Objective: To utilize routinely collected service delivery data from HIV care and treatment clinics in Mozambique to describe the patient population and programmatic outcomes from 2003 to 2009.
Methods: Data from patient charts were entered into an electronic database at 28 clinics in 5 Mozambican provinces. Patients' characteristics at enrollment in HIV care and at antiretroviral therapy (ART) initiation were examined.
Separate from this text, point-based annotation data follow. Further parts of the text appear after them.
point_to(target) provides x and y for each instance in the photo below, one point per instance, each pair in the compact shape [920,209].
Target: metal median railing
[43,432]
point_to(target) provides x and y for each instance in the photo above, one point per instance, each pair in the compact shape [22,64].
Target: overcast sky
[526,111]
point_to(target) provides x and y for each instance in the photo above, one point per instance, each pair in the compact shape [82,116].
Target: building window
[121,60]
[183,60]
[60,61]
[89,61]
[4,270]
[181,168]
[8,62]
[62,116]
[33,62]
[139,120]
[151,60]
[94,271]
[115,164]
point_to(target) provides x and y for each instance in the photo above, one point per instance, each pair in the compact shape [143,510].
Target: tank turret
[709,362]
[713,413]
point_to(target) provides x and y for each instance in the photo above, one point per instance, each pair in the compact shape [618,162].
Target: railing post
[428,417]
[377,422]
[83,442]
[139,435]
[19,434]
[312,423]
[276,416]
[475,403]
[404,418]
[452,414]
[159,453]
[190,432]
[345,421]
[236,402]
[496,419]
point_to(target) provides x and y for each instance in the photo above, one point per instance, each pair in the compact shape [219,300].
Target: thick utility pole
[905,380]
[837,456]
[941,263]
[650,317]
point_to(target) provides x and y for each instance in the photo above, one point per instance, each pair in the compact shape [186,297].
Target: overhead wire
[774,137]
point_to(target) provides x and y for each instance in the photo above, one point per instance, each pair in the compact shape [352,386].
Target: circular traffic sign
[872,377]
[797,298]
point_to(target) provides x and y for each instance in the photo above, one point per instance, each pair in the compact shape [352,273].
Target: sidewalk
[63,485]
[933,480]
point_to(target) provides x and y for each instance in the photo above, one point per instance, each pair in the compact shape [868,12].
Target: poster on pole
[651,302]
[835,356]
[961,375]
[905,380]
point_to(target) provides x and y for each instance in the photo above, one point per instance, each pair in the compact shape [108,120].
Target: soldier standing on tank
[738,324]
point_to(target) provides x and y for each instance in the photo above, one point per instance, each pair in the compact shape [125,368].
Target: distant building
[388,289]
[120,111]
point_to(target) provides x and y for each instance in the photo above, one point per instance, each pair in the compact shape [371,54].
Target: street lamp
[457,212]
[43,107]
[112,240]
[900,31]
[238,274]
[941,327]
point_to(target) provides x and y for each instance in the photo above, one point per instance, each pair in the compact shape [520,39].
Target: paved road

We calculated a corrected 12-month mortality estimate using a recently developed nomogram for sub-Saharan African ART patients.
Results: A total of 154,188 HIV-infected individuals (10,164 children <15 years old) were enrolled in HIV care services between 2003 and 2009. Of the 51,269 (36%) adults who started ART, 35% initiated ART with CD4 count <100 cells per microliter and 14.4% with World Health Organization stage IV. Just more than 10% (10.5%) of women were documented to be pregnant at enrollment. One-third of the 3,745 (37%) children who initiated ART were <2 years old, and 53% of those <5 years initiated ART severely immunosuppressed (CD4% <15%). Thirty-five percent of all children and 30% of those initiating ART met the definition of severe malnourishment (weight-for-age Z score <−3). Among those who initiated ART, the median estimated 12-month mortality rate across sites was 13.1% (interquartile range: 11.5%–16.0%) and 13.5% (interquartile range: 11.4%–17.4%) for adults and children, respectively.
Conclusions: A substantial number of HIV-infected patients have been enrolled in HIV care and initiated on ART, with many patients having advanced HIV disease. With the release of new guidelines for ART use for adults, pregnant women, and children, extensive efforts are needed to ensure more timely initiation of ART.